Wrong Basics or Wrong ………?
Present global economic scenario testing the economic models followed by the world economies, to evaluate or review the financial and economic situation. Till now the very basic models started to show signs of aging, those concepts that come into existence as modern theory. For example, One of the basic model used very commonly is Forecasting, under the impact theory the relation between cause and effect use to forecast the outcome of present course of action, and help implementing the necessary steps to follow for achieving the medium to long tern goals and help to take measure if something turn out as an obstacle.
This sounds like caution, as the very simple yet vital' method to evaluate the economy looked useless in the present crisis situation world wide. I am quite sure that this situation has not emerged out of the blue in one night or one week or even few months only, it was present from quite some time and as none wants to accept the blame, something terribly went wrong with the system. The crisis only came into limelight after US mortgage defaults. High default rates on sub prime mortgage in the United States have made more and more far-reaching consequences, not only limited to but far beyond USA.. Now the question arise, Is it the failure of the economic model or the careless attitude of the high profiles worked under Federal Government.

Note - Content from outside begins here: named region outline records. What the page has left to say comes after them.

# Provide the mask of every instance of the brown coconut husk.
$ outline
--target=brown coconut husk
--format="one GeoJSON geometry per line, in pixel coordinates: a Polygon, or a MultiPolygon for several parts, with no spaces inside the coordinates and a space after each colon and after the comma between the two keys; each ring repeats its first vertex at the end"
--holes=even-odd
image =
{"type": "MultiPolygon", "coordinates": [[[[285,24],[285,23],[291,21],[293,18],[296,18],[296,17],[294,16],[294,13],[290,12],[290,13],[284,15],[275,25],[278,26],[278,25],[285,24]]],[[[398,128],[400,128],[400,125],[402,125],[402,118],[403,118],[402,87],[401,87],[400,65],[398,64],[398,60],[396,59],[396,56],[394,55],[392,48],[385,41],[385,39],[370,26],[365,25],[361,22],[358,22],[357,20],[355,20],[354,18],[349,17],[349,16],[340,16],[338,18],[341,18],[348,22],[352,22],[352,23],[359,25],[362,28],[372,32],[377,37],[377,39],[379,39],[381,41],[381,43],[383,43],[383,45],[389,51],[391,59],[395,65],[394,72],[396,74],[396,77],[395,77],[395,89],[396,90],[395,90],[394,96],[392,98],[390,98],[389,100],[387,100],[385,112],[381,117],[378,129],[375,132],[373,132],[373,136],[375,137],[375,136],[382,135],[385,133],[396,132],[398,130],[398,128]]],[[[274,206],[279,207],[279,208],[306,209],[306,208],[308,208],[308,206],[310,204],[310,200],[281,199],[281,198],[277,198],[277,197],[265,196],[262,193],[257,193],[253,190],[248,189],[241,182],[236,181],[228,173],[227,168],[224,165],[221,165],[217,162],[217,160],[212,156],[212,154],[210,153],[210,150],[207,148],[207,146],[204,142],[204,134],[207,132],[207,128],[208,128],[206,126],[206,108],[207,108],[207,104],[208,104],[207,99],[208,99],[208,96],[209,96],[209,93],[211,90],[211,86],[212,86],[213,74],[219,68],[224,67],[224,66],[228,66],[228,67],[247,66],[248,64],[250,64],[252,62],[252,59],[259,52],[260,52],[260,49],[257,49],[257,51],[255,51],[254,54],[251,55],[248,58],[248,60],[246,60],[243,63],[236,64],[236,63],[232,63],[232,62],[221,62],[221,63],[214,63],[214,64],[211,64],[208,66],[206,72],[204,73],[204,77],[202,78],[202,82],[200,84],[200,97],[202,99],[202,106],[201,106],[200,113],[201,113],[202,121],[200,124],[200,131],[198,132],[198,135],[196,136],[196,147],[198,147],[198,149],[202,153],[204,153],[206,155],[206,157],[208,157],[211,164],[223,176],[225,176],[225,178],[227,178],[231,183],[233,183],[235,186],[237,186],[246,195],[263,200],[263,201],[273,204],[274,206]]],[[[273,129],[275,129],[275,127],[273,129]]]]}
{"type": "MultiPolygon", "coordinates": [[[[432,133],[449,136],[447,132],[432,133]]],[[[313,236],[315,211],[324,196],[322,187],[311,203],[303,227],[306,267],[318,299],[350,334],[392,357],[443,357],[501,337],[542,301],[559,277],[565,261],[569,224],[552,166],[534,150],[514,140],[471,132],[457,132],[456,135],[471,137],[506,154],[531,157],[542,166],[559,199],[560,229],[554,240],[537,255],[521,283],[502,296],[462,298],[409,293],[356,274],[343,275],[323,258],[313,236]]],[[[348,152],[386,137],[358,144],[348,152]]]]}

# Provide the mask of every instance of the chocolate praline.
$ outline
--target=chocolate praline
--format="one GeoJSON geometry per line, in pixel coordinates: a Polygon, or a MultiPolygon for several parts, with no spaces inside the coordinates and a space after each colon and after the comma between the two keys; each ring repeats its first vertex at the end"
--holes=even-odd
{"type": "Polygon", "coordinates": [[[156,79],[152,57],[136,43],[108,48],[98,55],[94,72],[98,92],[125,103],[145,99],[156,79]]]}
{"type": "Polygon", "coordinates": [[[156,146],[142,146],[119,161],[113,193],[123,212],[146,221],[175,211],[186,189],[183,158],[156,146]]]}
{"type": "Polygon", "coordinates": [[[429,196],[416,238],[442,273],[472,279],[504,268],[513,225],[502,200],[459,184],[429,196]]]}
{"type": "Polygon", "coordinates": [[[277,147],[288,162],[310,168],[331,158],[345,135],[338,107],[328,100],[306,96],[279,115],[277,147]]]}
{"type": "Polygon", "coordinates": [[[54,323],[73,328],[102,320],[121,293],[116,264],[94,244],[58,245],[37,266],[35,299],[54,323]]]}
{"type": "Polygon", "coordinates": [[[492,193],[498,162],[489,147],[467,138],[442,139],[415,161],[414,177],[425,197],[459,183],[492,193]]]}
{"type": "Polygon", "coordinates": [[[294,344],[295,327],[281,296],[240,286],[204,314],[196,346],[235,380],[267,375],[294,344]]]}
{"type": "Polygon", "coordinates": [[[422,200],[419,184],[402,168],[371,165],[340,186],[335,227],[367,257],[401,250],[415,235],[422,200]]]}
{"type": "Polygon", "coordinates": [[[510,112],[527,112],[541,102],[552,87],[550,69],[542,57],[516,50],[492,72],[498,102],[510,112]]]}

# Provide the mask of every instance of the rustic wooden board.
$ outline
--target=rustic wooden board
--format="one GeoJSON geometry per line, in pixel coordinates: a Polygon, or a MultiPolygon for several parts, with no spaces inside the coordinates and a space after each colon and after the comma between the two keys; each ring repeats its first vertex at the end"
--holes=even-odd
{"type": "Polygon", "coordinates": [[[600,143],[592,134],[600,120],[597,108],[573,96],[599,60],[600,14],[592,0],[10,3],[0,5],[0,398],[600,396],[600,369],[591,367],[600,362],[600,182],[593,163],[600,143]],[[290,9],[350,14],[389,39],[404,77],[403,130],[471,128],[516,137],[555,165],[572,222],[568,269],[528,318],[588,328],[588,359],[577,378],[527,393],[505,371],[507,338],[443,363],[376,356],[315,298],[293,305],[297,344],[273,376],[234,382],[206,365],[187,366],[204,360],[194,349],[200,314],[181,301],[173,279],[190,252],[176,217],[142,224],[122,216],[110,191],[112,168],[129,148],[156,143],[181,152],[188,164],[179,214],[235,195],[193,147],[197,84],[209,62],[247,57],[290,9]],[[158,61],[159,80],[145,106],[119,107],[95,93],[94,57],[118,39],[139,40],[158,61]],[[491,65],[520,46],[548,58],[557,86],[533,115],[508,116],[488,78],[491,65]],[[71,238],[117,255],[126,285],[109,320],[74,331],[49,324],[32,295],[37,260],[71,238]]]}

Before going further one must know that, US Banking system is categorized into two groups, first group of banks are general deposit taking commercial banks and other group consist of institutions dealing in securities known as Investment Banks. The aggressive strategies and the soft attitude of the regulators has made them a history, that might remembered as black days of the fall on Individual Investment Bankers.
Obviously the banks suffered major blowout, too severe to come out of it, this will mark as an end of investment banking era after the 75 years. Bankers now believe that there is no future in investment banking. Bear Sterns, Lehman and Merrill Lynch were the biggest victims of the crisis. Aggressive exposure to securities trading and huge short term loans by switching between one loan to pay the earlier one, took its toll and dried up their liquidity and the securities held by those banks came out as next to nothing in monetary value.
Now that the Federal Reserve Bank, the Central Bank of America have given its approval for turning the two remaining investment banks (Goldman Sachs & Morgan Stanley) into a deposit accepting bank.
Cautious markets falling amid uncertainty, as feared, the financial crisis cascade through global economies despite bailout efforts by the U.S. and other governments. The Bailout decision and its rejection and approval has come out as a long stretched political drama, that has maligned the US economic strength worldwide and also out the most panicked the people as they figured out their last hope the Government is standing helpless to save them from the present financial distress. Any how the the billions of dollars had been washed off as financial losses and so called' huge bailout seems not so huge in front of global financial losses.